Atlassian is not alone in the playbook. Block cut roughly four thousand employees last month as Jack Dorsey declared a shift to an “intelligence-native” model. Block’s stock rose the day after the announcement. WiseTech Global, also based in Sydney, announced two thousand cuts over two years. Oracle said AI was enabling it to shrink development teams. By early March 2026, global tech layoffs had surpassed 45,000, with AI cited as the rationale across the industry regardless of the specific financial circumstances of each company. The stock market has concluded that announcing AI-driven cuts is a shareholder event. The incentive structure now produces the behavior regardless of whether the AI actually caused it.
What the insider accounts describe, if accurate, is something the industry has not yet publicly named: the deliberate extraction of engineering expertise as a precondition for the replacement, not just of roles, but of the knowledge infrastructure that made those roles valuable. The screen recordings, the narrated decision trees, the documented debugging logic. These are not severance arrangements. They are intellectual property transfers executed without compensation, without consent forms that disclosed their purpose, and without the engineers understanding that their fifteen years of accumulated judgment was the product being harvested.
The severance packages Cannon-Brookes announced were structured generously by industry standard. A minimum of sixteen weeks. An additional week per year of service. Six months of extended healthcare. A one thousand dollar technology payment. Atlassian kept Slack open six additional hours so departing employees could say their goodbyes. These are not the actions of a company that does not understand that what it is doing is a rupture. They are the actions of a company that understood precisely what it was doing and priced the rupture accordingly.

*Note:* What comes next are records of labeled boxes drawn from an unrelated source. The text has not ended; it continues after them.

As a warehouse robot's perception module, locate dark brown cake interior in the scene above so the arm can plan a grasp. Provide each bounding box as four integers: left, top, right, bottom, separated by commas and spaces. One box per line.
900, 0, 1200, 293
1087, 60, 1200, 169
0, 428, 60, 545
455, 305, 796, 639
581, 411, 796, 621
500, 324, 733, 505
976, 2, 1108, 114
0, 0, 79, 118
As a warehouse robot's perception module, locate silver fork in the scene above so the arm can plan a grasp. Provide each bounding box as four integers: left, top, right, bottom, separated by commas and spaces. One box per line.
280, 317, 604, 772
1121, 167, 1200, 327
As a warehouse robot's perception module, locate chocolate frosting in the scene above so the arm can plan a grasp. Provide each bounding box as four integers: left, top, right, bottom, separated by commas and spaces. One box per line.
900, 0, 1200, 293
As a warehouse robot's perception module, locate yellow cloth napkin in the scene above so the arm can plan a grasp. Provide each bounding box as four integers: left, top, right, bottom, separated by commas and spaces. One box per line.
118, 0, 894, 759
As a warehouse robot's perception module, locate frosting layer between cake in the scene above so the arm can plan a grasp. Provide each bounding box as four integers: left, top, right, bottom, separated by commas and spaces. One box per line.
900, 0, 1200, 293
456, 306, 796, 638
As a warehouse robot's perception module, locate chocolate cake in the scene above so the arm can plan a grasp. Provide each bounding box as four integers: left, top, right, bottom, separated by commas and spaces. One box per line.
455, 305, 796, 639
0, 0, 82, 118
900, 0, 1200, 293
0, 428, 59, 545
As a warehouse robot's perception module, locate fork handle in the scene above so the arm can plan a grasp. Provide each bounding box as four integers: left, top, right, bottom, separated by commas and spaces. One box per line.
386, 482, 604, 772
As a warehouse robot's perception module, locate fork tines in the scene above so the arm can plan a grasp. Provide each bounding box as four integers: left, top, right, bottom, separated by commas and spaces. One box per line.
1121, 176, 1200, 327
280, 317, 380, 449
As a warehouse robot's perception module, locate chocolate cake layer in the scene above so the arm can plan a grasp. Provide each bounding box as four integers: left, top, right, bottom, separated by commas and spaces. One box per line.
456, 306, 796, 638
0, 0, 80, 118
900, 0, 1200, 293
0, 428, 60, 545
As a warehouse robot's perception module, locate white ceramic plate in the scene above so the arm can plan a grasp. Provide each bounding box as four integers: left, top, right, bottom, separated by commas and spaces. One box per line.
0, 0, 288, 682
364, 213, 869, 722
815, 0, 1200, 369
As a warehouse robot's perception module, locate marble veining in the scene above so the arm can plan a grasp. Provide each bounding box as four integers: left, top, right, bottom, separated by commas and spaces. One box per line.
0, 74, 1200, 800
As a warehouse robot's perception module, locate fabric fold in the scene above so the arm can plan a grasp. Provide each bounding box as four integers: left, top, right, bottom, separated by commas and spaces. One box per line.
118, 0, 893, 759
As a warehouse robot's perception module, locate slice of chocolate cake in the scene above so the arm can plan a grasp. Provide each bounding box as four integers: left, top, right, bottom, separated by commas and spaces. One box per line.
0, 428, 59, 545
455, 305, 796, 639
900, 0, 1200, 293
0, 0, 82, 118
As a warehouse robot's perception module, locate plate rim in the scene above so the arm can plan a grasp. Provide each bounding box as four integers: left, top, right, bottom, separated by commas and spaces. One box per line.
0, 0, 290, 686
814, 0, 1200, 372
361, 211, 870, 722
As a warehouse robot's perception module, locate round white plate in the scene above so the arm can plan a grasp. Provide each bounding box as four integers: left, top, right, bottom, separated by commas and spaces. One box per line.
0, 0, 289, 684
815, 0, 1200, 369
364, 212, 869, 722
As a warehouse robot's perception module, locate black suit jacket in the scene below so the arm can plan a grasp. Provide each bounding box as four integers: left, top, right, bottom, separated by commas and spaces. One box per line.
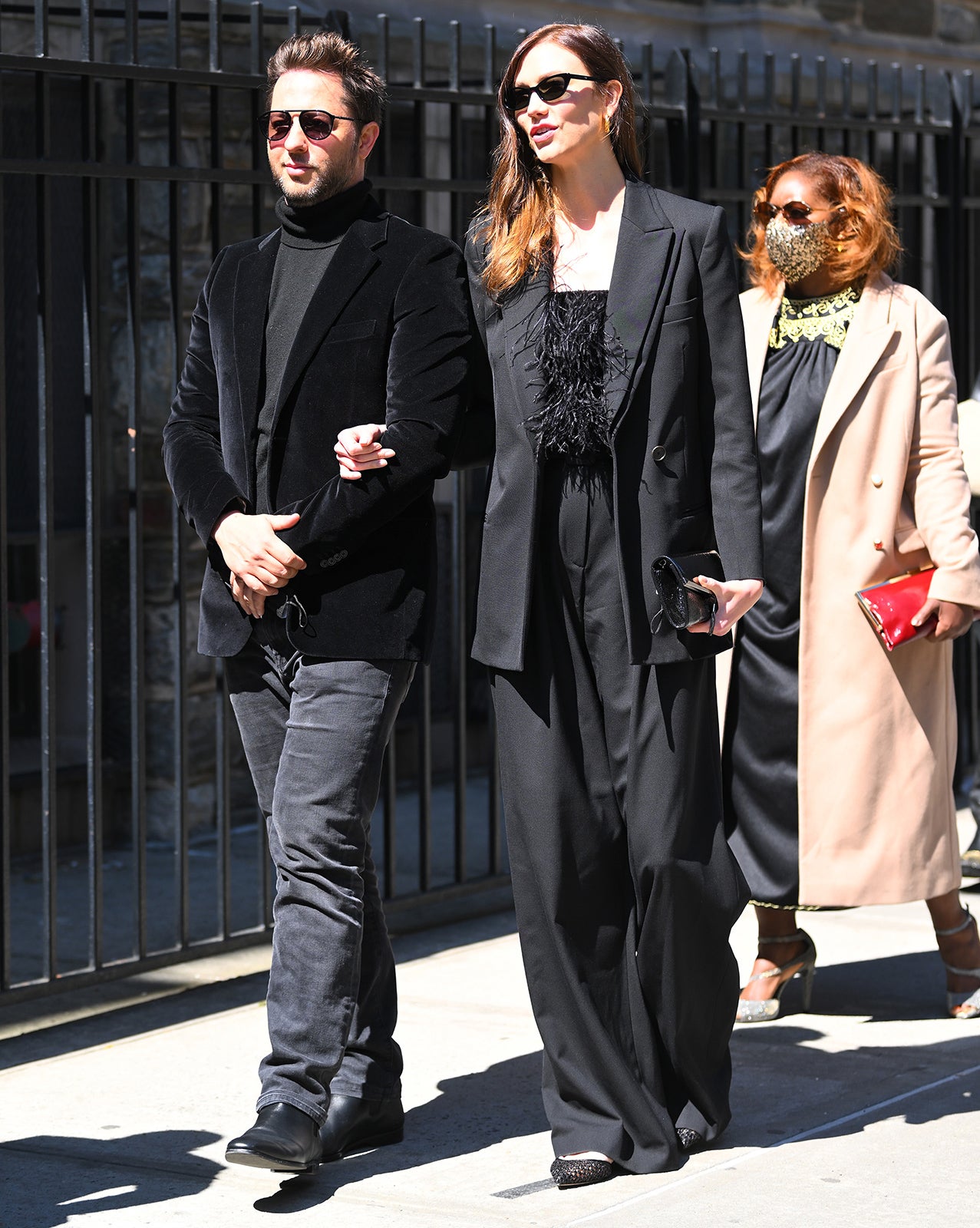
163, 198, 471, 661
454, 180, 763, 669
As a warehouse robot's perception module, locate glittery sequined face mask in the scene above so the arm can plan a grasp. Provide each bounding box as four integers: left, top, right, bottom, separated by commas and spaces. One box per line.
765, 217, 830, 286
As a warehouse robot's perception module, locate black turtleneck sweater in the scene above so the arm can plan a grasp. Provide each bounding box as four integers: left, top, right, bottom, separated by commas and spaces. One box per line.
256, 180, 371, 512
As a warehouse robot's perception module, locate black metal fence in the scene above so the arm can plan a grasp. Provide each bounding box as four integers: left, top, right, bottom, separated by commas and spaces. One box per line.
0, 0, 980, 1001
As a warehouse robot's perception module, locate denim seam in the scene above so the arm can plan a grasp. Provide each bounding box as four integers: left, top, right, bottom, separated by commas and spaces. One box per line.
256, 1091, 327, 1126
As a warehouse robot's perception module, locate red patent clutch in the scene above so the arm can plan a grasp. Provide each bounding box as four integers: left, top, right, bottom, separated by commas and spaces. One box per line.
855, 567, 935, 652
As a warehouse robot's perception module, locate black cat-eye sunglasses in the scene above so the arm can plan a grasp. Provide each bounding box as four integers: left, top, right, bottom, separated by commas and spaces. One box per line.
503, 72, 604, 111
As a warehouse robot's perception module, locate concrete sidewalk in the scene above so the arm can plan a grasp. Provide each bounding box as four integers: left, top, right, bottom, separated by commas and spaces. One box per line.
0, 864, 980, 1228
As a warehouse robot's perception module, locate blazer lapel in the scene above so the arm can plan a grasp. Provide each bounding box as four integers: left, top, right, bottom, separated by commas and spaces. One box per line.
501, 269, 550, 421
233, 231, 279, 461
810, 279, 896, 470
272, 215, 388, 431
605, 180, 681, 430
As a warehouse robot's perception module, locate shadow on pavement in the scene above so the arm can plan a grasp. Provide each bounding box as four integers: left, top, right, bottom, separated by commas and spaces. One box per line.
0, 1130, 221, 1228
724, 1015, 980, 1147
249, 1051, 548, 1214
738, 950, 965, 1035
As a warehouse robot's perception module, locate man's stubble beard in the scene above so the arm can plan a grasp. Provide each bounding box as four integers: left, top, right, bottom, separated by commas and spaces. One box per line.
272, 146, 358, 209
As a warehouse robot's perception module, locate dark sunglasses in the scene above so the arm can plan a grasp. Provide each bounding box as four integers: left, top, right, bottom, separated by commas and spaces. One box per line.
753, 200, 846, 226
503, 72, 605, 111
258, 111, 356, 145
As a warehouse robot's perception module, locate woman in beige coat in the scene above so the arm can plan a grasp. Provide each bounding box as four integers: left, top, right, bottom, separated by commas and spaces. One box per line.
724, 154, 980, 1022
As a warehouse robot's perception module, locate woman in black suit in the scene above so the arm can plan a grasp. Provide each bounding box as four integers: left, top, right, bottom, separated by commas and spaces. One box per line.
338, 25, 761, 1187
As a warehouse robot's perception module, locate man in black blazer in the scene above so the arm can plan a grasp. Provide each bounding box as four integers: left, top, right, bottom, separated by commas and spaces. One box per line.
163, 32, 470, 1171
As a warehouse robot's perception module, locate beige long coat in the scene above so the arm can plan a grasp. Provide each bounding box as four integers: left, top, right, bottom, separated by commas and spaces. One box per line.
720, 276, 980, 905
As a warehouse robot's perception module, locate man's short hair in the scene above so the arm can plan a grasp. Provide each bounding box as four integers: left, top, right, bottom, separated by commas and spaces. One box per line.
266, 29, 387, 127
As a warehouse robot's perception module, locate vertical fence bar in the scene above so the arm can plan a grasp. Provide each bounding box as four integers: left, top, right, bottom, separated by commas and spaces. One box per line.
416, 665, 432, 892
34, 9, 58, 980
483, 22, 497, 176
411, 17, 428, 226
448, 21, 469, 243
81, 7, 104, 968
377, 12, 394, 212
790, 51, 803, 157
125, 0, 146, 958
640, 43, 657, 183
942, 72, 969, 383
382, 727, 398, 900
215, 657, 231, 938
840, 55, 853, 157
0, 43, 11, 992
452, 471, 469, 883
763, 51, 776, 173
167, 0, 190, 949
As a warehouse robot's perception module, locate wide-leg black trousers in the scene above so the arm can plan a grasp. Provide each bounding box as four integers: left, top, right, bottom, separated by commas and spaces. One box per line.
491, 463, 748, 1173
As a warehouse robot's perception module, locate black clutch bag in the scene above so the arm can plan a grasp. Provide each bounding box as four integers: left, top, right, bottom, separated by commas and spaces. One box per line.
650, 550, 724, 632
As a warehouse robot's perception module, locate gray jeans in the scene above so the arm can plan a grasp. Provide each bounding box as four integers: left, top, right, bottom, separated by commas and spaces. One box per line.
226, 616, 415, 1124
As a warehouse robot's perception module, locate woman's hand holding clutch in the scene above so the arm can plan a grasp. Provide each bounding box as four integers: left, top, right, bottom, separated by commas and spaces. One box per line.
911, 597, 975, 641
688, 576, 763, 635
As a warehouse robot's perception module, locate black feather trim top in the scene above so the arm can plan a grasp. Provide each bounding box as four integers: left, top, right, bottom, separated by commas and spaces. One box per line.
528, 290, 622, 464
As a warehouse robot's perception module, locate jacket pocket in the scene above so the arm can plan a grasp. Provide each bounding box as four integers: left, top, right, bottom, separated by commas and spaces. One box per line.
323, 319, 377, 345
663, 299, 698, 324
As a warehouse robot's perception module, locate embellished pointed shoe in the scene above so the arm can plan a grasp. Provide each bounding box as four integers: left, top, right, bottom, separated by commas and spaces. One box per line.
935, 907, 980, 1019
736, 929, 817, 1023
677, 1126, 705, 1156
225, 1103, 321, 1173
552, 1156, 613, 1190
319, 1094, 405, 1164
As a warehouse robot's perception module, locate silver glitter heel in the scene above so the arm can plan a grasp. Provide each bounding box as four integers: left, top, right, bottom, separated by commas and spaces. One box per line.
736, 929, 817, 1023
935, 905, 980, 1019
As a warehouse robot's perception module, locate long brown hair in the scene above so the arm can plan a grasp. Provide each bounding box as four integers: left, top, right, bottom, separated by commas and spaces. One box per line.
475, 22, 644, 299
738, 152, 902, 293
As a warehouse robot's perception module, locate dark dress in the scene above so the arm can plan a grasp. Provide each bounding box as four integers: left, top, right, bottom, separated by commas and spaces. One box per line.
491, 291, 745, 1173
722, 287, 857, 909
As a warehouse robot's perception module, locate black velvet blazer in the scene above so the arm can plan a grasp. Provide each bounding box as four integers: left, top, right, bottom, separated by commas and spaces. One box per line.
163, 196, 471, 661
454, 180, 763, 669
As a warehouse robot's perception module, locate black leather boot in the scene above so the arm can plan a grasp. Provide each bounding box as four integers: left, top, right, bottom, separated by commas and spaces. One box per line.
225, 1104, 321, 1173
319, 1095, 405, 1164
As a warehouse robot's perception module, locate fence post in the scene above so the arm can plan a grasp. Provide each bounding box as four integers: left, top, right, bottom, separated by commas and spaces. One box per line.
665, 49, 701, 200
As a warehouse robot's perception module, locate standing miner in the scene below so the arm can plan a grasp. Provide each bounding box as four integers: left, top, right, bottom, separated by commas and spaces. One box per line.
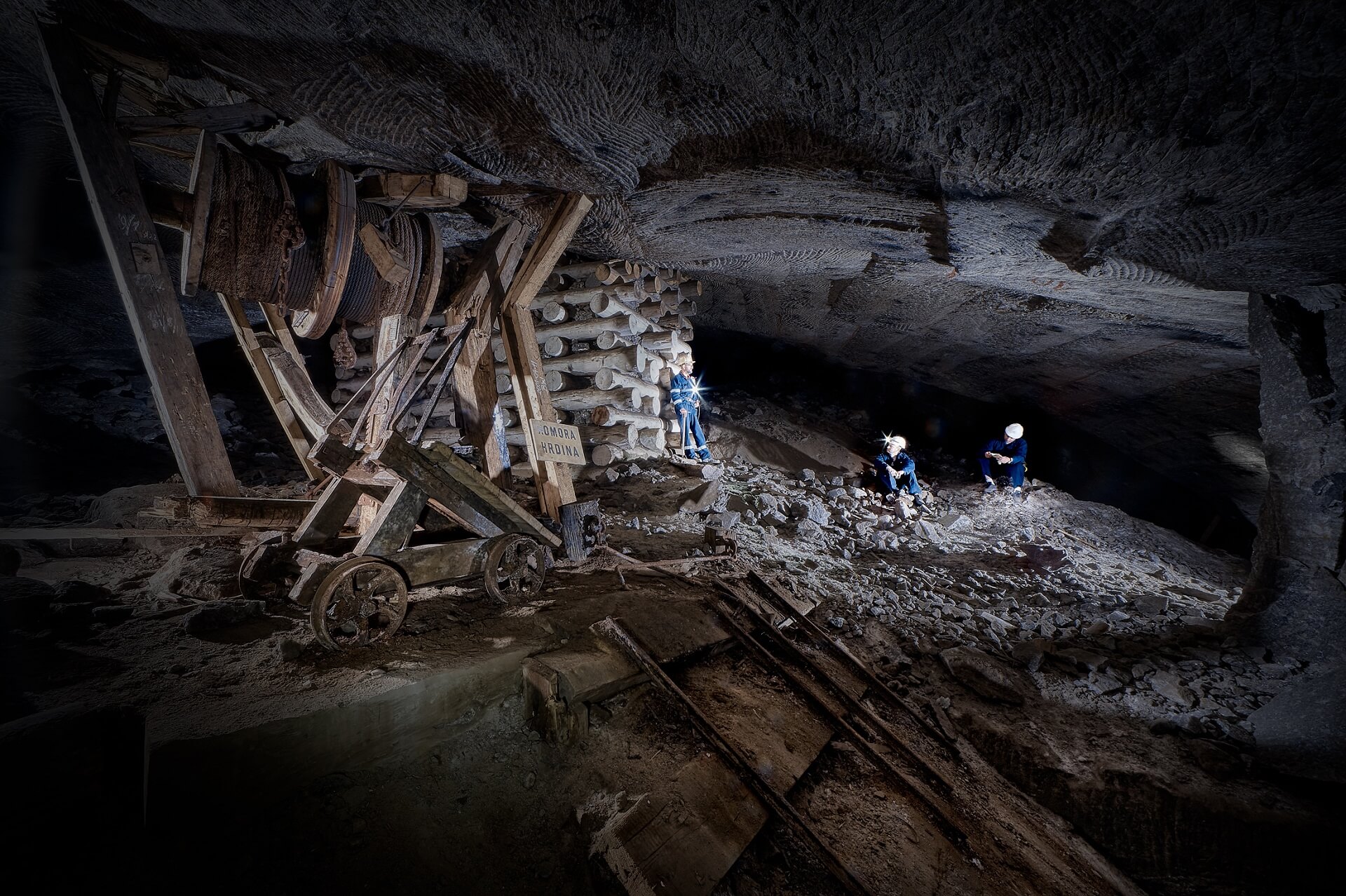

Professionals Australia, the tech workers’ union, called it a “devastating blow.” That characterization is accurate and insufficient. The blow is not only to the sixteen hundred people whose roles were eliminated. It is to the premise that decades of expertise, the kind accumulated through years of working inside the same codebase, debugging the same infrastructure, building institutional knowledge no prompt library can fully replicate, carries value that markets are obligated to recognize.
The market recognized none of it. Atlassian’s shares rose two percent in after-hours trading on the day of the announcement.
The knowledge extraction is complete. The engineers who built the system are no longer required. The system now runs on what they knew.